As someone currently writing a royalty romance series featuring women of color, I've given some thought to just what life would be like for a commoner suddenly thrust into the royal spotlight. In this excerpt from A Princess in Theory, book one of The Reluctant Royals series, our heroine Naledi Smith — broke grad student and juggler of multiple jobs — gets her first taste of what it really means to be betrothed to Prince Thabiso...
Thabiso moved toward Ledi, and although the first step was one of uncertainty, the next brought him closer to her, and there was assuredly nothing he wanted more than that. He knew that she knew he was approaching, although she kept her attention on a little girl who had grabbed her by the hand and gazed up adoringly.
“Welcome home, my dear Naledi,” he said as he approached, his voice almost drowned out by the children’s chorus that had begun to sing their national anthem. She finally turned to him.
“Oh hi, dear,” she said with a wry smile. “Nice crown.” He touched the ring of platinum encircling his head. He’d forgotten it was there, even though it was supposed to serve as a constant reminder, like a wedding band.
He shrugged. “Oh this old thing? This is my casual crown. The formal one is eight inches tall.”
She wrinkled her nose.
“We Moshoeshoes are not known for our subtlety,” he said.
“The princess is boo-the-ful,” the little girl holding Ledi’s hand said, ducking her head shyly.
“That she is.”
The girl darted back into the crowd when Thabiso addressed her, hiding behind her mother’s long patterned skirt.
“She is also underdressed,” Ledi said through chattering teeth. “Isn’t it supposed to be hot in Africa?”
He could see her shivering; she was still dressed for spring in the Northern Hemisphere, not winter in the Southern. He removed his thick wool cloak and wrapped it around her. A gasp went through the crowd. Sharing one’s cloak was an act of intimacy; it was like sharing your second skin. As he pulled the collar closed, he noticed the thin, serpentine metal glinting against her collarbone.

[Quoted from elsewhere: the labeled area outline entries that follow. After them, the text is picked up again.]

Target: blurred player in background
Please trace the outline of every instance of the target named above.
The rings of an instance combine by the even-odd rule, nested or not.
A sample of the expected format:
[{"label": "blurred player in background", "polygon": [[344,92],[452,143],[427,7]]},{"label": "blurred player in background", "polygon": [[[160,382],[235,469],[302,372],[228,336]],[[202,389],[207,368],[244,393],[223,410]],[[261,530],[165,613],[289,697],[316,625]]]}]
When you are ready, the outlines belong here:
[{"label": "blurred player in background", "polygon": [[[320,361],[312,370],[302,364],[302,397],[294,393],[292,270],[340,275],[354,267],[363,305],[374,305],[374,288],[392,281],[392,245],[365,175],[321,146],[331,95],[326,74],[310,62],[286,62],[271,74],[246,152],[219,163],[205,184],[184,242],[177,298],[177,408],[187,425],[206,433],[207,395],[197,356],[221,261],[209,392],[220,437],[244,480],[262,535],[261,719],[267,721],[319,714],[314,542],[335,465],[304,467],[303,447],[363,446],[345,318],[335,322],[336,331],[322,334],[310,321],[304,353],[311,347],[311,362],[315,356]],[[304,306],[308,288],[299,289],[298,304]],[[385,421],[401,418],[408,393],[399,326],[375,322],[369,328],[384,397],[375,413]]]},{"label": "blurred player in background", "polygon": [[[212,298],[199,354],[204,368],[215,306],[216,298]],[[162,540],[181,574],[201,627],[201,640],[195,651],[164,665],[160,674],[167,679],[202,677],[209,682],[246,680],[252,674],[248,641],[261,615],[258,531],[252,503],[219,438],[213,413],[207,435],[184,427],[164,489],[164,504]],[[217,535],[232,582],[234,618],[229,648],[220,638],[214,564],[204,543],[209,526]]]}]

What did it mean that she still wore his gift? Hope, stronger than the logic that told him nothing could bring Ledi back to him, spread in his chest like one of the great winged creatures said to serve Ingoka’s will.
He inhaled deeply as he tucked the collar of the cloak and fixed it in place with a button. “It is hot on some parts of the continent. Your current location is fifteen hundred feet above sea level, nestled in the mountains, and it is winter. It’s ski season here.”
“Of course,” Ledi muttered.
Thabiso wondered how Naledi, lover of data, had been remiss in reading up on the local climate. He was sure Likotsi would have informed her in one of her emails, but then he remembered how Naledi ignored that which caused her emotional discomfort.
“Are you ready to meet your people?”
“I guess.” She was looking down at her sneakers. He held his hand out, and when she took it warily, he tugged her toward him, gently folding her arm under his so that she was pressed against him along one side.
“Mother, Father, esteemed citizens of Thesolo, and our guests. I present to you my future wife, and your future queen: Naledi Ajoua.” Polite clapping broke out from the crowds that had gathered to witness this historic event. He felt Ledi stiffen beside him. “Although she is one of us, it has been many years since her feet touched this sacred soil. The people of Thesolo are world renowned for their kindness and hospitality, and I have no doubt you will help show her just how wonderful her homeland—our homeland—truly is.”